Senators challenge EPA’s transfer of ombudsman

Members of a Senate committee questioned Environmental Protection Agency officials Tuesday about the transfer of its ombudsman and the office's restructuring earlier this year.

In April, EPA Administrator Christie Todd Whitman transferred National Ombudsman Robert Martin to the agency's inspector general's office and began restructuring the ombudsman's role at the agency. EPA officials said the change resulted from recommendations made in a July 2001 General Accounting Office report.

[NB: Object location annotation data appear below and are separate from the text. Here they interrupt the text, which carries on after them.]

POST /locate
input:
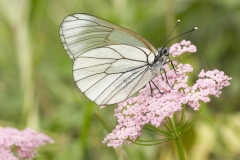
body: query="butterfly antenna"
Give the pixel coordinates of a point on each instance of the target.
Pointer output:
(182, 34)
(170, 33)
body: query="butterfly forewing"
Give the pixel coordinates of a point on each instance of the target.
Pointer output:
(111, 63)
(81, 32)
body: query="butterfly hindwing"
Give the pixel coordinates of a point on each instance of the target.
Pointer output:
(108, 79)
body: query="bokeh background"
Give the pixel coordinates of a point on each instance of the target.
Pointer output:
(37, 89)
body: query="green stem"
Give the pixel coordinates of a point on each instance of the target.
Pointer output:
(180, 150)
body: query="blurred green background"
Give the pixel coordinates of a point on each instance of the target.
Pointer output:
(37, 89)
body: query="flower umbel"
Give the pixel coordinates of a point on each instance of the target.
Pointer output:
(25, 143)
(135, 112)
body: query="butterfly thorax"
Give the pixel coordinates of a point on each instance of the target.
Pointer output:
(159, 60)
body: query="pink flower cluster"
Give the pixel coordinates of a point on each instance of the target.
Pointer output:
(25, 143)
(184, 46)
(135, 112)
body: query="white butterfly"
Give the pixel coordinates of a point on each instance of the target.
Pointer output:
(111, 63)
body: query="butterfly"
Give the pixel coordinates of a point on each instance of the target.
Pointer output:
(110, 62)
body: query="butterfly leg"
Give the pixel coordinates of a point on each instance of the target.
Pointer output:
(166, 77)
(157, 87)
(169, 60)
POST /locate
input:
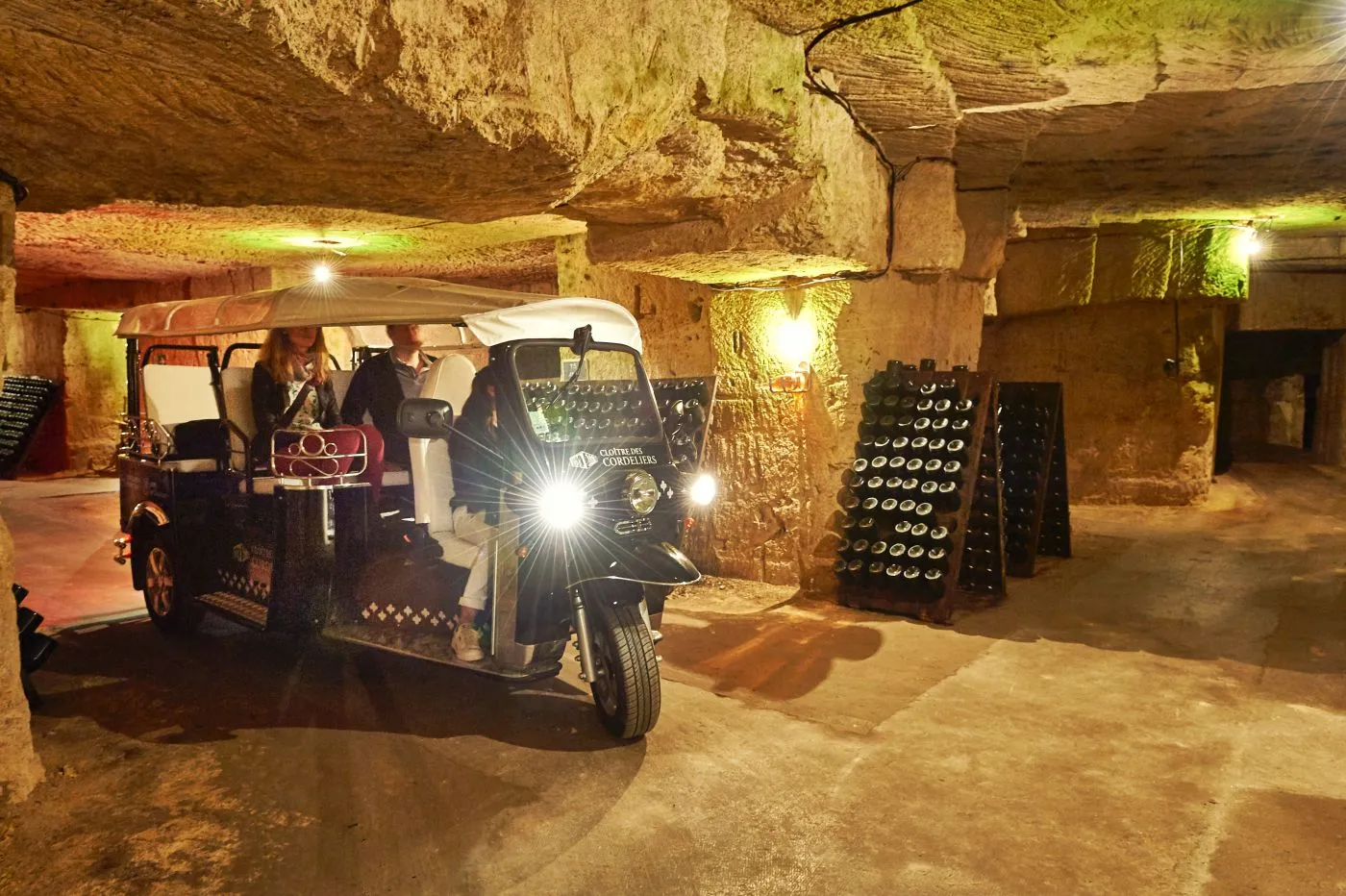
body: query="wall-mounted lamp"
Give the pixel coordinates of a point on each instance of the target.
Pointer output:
(796, 381)
(1247, 243)
(793, 340)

But Martin, who filed suit in January to challenge the change, accused agency officials of stripping him of his duties and resigned.

"The function that I fulfilled for nine and a half years as a career civil servant is gone; it's destroyed," Martin said during a hearing of the Senate Environment and Public Works Committee Tuesday. "I was transferred to a nonclassified position and I refused [to go]. To go there would have been a violation of my oath as an ombudsman … and I refused."

Ombudsmen typically deal with a wide range of workplace issues, from answering questions about agency policies to dealing with discrimination charges.

EPA's action limited the ombudsman's ability to respond to the public, according to Sen. Wayne Allard, R-Colo.

"This office should not have its investigative ability restricted, and its independence should not be compromised," said Allard, who introduced the "Ombudsman Reauthorization Act of 2001" (S.606) in March. The bill reauthorizes appropriations for EPA's ombudsman through fiscal 2010 and makes the office independent.

Before introducing his legislation, Allard asked Whitman to delay the move until Congress reviewed the decision. The senator was concerned the change would remove the ombudsman's independence.

Rep. Jerrold Nadler, D-N.Y., testified that the ombudsman was critical in investigating the EPA's cleanup of debris following the collapse of the World Trade Center.

"Unfortunately, now there is no real ombudsman to keep a watchful eye on the agency," Nadler said. "This is disconcerting because the EPA cleanup is woefully inadequate. The EPA ombudsman is crippled as long as it remains under the control of the inspector general."

EPA decided to shift Martin's duties to the inspector general's office to increase efficiency, said Inspector General Nikki Tinsley. "Given that the ombudsman's role of reviewing agency actions is similar to the work we were created to perform, and because we report to both Congress and the agency, I believe our office was well-suited to assume the investigatory functions of the ombudsman's office," Tinsley said.

Though EPA said GAO's recommendations were the impetus behind the move, an official from GAO questioned the move in his testimony, pointing out that putting the ombudsman in the inspector general's office limits the opportunity for interaction with the public, and removes the ombudsman's ability to hire and fire, control his own budget and select cases to investigate.

"People in the higher administration did not like what he was doing and removed him as retribution for his activities," said Sen. Arlen Specter, R-Penn. "He was, in effect, a hair shirt. I'm going to find a way to fix it, either through the confirmation process or the appropriations process."